Strong second for wishing they tried physically testing some model output. The importance of "model that makes outputs AlphaFold thinks look like Cas" is very different from "model that makes functional Cas variants".

For design tasks like in this paper, I think computational models have a big hill to climb in order to compete with physical high-throughput screening. Most of the time the goal is to get a small number of hits (<10) out of a pool of millions of candidates. At those levels, you need to work in the >99.9% precision regime to have any hope of finding significant hits after multiple-hypothesis correction.
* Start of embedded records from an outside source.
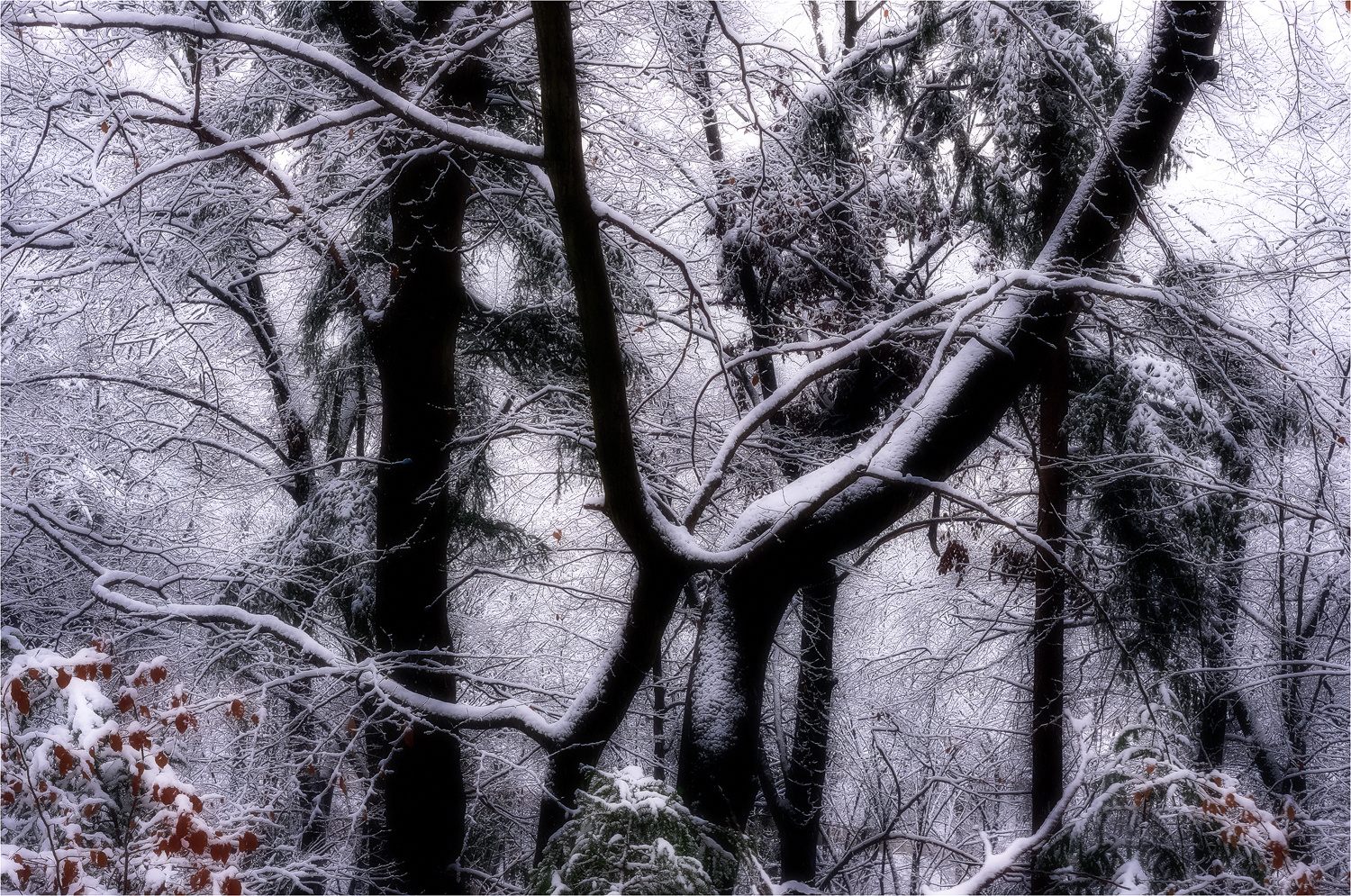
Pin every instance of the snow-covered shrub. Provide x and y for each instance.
(92, 788)
(631, 834)
(1158, 826)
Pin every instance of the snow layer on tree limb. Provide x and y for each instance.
(477, 140)
(1000, 864)
(508, 714)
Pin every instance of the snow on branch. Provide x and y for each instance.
(1000, 864)
(215, 29)
(507, 714)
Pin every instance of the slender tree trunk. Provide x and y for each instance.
(1048, 612)
(805, 783)
(658, 720)
(413, 345)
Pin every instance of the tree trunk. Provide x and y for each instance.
(413, 345)
(805, 782)
(1048, 612)
(959, 411)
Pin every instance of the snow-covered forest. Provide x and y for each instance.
(661, 448)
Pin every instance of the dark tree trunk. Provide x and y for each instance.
(805, 782)
(658, 720)
(413, 342)
(413, 345)
(591, 722)
(1048, 611)
(591, 725)
(959, 411)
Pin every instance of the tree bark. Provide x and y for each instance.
(1048, 611)
(413, 342)
(959, 411)
(413, 346)
(661, 576)
(805, 783)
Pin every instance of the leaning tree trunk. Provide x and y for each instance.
(961, 408)
(413, 346)
(1048, 610)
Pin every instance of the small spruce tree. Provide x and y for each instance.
(631, 834)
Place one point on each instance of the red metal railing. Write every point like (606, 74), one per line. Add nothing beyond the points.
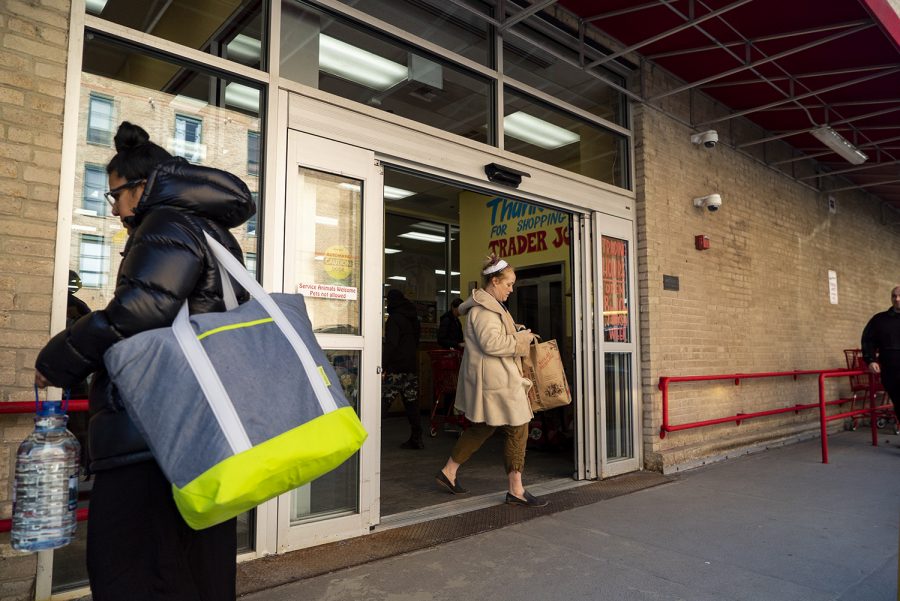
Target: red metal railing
(871, 411)
(28, 407)
(738, 417)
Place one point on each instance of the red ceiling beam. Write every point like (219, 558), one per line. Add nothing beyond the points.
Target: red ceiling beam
(665, 34)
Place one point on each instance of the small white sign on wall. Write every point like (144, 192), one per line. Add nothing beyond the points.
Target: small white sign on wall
(832, 286)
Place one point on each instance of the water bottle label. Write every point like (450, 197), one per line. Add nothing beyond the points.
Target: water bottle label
(73, 491)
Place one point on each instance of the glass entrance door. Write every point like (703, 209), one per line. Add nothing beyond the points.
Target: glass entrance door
(618, 412)
(333, 221)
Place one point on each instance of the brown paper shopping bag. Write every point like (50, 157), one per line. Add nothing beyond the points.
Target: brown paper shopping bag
(543, 366)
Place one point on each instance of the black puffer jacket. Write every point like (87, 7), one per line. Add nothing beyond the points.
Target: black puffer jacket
(165, 261)
(401, 336)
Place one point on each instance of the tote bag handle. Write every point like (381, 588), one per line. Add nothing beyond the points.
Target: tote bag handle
(203, 369)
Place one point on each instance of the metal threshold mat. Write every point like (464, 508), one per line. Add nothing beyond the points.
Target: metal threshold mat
(275, 570)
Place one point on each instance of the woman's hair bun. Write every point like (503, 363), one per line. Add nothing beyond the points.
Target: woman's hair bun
(130, 135)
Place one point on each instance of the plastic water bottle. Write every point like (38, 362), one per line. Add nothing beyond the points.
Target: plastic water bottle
(46, 489)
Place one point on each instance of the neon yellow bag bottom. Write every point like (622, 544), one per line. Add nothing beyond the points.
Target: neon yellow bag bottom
(269, 469)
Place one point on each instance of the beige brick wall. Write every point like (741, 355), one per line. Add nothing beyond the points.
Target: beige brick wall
(33, 46)
(758, 299)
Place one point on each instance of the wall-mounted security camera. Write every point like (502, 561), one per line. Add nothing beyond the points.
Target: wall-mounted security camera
(708, 138)
(506, 176)
(712, 202)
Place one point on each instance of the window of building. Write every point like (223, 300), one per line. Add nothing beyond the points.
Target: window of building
(251, 223)
(187, 141)
(344, 58)
(100, 120)
(93, 261)
(94, 186)
(253, 153)
(540, 66)
(232, 30)
(548, 134)
(250, 263)
(446, 24)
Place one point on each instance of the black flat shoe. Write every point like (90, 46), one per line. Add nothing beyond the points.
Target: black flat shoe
(529, 501)
(453, 488)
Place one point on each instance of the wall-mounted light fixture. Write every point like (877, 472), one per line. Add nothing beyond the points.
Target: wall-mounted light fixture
(841, 145)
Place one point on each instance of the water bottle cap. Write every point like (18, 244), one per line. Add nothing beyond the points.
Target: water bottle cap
(50, 408)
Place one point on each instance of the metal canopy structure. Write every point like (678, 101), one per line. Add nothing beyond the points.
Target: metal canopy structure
(790, 67)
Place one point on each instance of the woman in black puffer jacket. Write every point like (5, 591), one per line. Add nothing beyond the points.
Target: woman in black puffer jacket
(138, 545)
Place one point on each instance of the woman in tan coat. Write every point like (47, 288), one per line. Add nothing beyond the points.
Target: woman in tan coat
(491, 390)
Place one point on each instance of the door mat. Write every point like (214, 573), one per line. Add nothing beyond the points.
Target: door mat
(275, 570)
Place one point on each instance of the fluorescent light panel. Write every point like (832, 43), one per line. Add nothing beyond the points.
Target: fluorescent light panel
(528, 128)
(357, 65)
(391, 193)
(839, 144)
(422, 237)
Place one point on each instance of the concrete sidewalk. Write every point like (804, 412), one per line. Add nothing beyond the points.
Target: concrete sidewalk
(777, 525)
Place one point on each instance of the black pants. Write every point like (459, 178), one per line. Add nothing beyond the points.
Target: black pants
(890, 378)
(139, 548)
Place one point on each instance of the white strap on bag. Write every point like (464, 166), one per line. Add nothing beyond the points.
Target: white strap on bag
(203, 369)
I don't think they showed anything near that accurate in the paper.

Maybe we'll get there eventually, but the high-throughput techniques in molecular biology are also getting better at the same time.

You are correct that it is dangerous to rely on the results of a model being an oracle for another model, extremely good models (say F=ma) are used all the time.
This should really be a requirement for bio type related generative methods rather than a nice-to-have. A very high percentage of compounds generated by genai type methods have been shown not to work as intended. Anything without wetlab validation should really be taken with a large grain of salt
My immediate thought. Big Claims without backing.

Your model makes predictions. Prove they’re worth salt.